I often get baffled as I think about where to use comma in the sentence and where not to do so. Examples:

1. As he left the Mayor's office , people surrounded and questioned him with serious curiosity.

2. After the meal had concluded (why is no comma used here?) the chief of police appeared on the scene .

I know that two clauses could be separated by the use of FULLSTOP, COMMA before FANBOYS, or by using the semicolon... But none of the them is used in the second sentence and also in the first sentence only comma is used and not any of the FANBOYS word after comma is used. Why?
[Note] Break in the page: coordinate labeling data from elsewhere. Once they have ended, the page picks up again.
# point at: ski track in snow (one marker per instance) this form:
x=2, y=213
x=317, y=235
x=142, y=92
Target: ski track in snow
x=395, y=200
  • Why is no comma used in the second example? Because you decided not to include it! There's no absolute grammatical rule governing your choices here - the comma is equally "optional" in both examples. But note that both sentences contain adverbial clauses that can't exist as standalone sentences, so you can forget about including any extra full stops. – FumbleFingers Reinstate Monica Aug 1 '17 at 12:31
  • I think there should be a comma in the second sentence as well as the first – Sean May 7 '18 at 17:49

The purpose of the comma is to clarify written text. You could put a comma after the introductory phrase in both examples, if it helps clarity. In speech, the phrases form intonation groups, and a comma can help mark the boundaries of such groups. You could also leave the comma out. Rules based grammar checkers tend to put in more commas than are required for understanding.

By "fanboys" I guess you mean a coordinating conjunction (For, And, Nor ...). We do often use commas before coordinating conjunctions, but this is a guideline rather than a rule.